Douglass High School, the first accredited black high school in Loudoun County, has stood in Leesburg for nearly 75 years as a symbol of the strength of the community that persevered through nearly insurmountable obstacles to fight for equality.
The school only came to be because the black community of Loudoun battled tirelessly against the school administration in the early 1940s to make it a reality. After the School Board told them they didn't have the land to build it, the group raised funds to buy a plot of land themselves. Every challenge standing in the way of the school opening was ultimately defeated by people who scarcely found the means and resources to stand up for what they believed was right.
The 75-year history of the Douglass High School, now the Douglass School, will be celebrated this weekend by its alumni organization and Loudoun County Public Schools.

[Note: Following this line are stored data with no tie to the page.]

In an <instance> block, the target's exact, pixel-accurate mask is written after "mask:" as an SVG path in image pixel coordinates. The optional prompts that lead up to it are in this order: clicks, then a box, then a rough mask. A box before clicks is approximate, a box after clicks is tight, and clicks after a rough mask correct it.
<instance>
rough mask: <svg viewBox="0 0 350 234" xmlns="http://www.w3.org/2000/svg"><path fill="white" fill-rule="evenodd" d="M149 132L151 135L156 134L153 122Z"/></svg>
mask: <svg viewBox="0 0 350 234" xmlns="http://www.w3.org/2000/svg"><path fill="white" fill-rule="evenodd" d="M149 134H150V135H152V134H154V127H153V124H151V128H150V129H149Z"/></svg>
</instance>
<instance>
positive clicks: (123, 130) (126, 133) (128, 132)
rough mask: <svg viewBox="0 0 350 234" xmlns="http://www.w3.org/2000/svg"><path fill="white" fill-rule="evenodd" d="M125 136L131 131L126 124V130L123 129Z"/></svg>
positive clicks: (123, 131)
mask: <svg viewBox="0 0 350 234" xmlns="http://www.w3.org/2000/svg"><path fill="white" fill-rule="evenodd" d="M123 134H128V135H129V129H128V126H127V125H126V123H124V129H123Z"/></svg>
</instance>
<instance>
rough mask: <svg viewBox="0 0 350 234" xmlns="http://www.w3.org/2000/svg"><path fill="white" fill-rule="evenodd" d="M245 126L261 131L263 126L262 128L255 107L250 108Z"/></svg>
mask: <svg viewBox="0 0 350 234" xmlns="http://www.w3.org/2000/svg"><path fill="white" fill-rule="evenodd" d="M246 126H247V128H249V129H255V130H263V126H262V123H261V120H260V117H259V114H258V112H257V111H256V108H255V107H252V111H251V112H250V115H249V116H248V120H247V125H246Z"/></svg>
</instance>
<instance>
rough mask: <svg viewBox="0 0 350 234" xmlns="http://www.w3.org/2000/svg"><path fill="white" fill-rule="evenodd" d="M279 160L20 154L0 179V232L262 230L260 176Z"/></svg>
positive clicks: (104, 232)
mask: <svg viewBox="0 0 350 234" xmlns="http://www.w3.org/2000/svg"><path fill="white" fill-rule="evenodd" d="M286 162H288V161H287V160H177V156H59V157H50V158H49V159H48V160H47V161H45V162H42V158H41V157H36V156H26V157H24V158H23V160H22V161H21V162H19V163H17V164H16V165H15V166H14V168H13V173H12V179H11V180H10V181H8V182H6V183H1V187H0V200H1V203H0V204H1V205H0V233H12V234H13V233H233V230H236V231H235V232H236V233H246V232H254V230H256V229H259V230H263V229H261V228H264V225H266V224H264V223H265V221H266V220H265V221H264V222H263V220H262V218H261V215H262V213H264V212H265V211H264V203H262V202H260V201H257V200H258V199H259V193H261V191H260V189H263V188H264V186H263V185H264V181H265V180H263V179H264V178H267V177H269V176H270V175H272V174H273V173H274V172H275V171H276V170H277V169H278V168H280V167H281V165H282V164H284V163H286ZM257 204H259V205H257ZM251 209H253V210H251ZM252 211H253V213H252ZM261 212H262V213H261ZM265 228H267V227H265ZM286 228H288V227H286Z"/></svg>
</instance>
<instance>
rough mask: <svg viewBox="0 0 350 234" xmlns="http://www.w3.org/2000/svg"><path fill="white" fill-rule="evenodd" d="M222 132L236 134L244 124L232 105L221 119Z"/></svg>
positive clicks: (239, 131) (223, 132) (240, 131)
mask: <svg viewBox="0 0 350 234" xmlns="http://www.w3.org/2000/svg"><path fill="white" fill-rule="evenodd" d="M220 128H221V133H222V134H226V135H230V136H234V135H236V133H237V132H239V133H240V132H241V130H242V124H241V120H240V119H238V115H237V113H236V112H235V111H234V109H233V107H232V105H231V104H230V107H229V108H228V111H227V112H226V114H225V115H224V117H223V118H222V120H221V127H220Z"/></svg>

The building is "a tangible symbol of the sense of the purpose and quiet tenacity of the black people of Loudoun County," according to documents filed to register it as a Virginia Historic Landmark.
Before Douglass was built in 1941, LCPS only provided secondary education to black students within the Loudoun County Training School building on Union Street in Leesburg. The first floor of the building was an elementary school and classrooms on the second floor were used for high school students.
The building was full of safety hazards, like windows that wouldn't open to fire escapes and an open oil drum stored under the stairs. Only a very sparse curriculum was offered and there wasn't any transportation provided to students, according to historical documents.
In the 1930s, members of black parent-teacher organizations formed the County-Wide League to address inequities in the "separate but equal" education school divisions were required to provide during the Jim Crow segregation era. The group's main goal was to have an accredited black high school in Loudoun.
"[The School Board] routinely listened to complaints of the community and made idle promises or gave excuses, but rarely took action," reads a passage in Essence of a People by the Black History Committee of the Friends of the Thomas Balch Library.
The County-Wide League was told by the board there wasn't any money to purchase land to build the school. So the group held "bake sales, rummage sales, dances, ball games, field days" and more to raise money to buy the land, according to historical documents.
After about two or three years of raising money, the group was able to buy eight acres of land on Nov. 4, 1940.
The board told the County-Wide League even though the land was acquired, there wasn't money in the budget to build the school.
That's when the County-Wide League sought legal help from Charles H. Houston, dean of Howard University School of Law and counsel for the NAACP.
Houston's involvement in Loudoun sparked "a flurry of activity" in a fight for civil rights, according to historical documents. The lawyer advised the County-Wide League to organize a local branch of the NAACP, which formed on March 24, 1940.
"Houston made it clear to the School Board it was violating the law by not providing educational opportunities to the black community that were equal to whites," reads Essence of a People. "To avoid a possible lawsuit, the School Board agreed to build the new high school that could meet accreditation and provide transportation."
In exchange, the County-Wide League sold the land to the School Board for $1 on Dec. 16, 1940.
The school finally opened in September 1941. It was named after Frederick Douglass, a man who escaped slavery in Maryland in 1838 to become an abolitionist in New York. The name was meant to symbolize the perseverance of the group that fought tirelessly for the school.
Still, the School Board "only provided the barest necessities" to the school before it opened. The County-Wide League had to raise money once again to purchase basic amenities like furniture.
The school was eventually accredited by the commonwealth and more land was purchased to expand the structure with more classrooms and a gym.
Even though the Brown vs. Board of Education Supreme Court decision in 1954 mandated desegregation of schools, LCPS wasn't fully integrated until 1968. The building became a middle school the same year. It became a community and alternative school in 1976.
The Douglass School continues to serve the community as an alternative education center for LCPS. It also is the home to Douglass Community Center, which opened in 1966. The school is a focal point for the Martin Luther King Day festivities and other black history events.
The nonprofit Loudoun Douglass Alumni Association formed in 1985 to preserve the history of Douglass High School and to recognize the actions of the black community who made it a reality. In 1993, Douglass High School was placed on the Virginia and National registers as a historic landmark.
The anniversary celebration will take place from 11 a.m. To 5 p.m. Aug. 13 at the school. There will be tours of the building highlighting its historical relevance followed by a sock hop.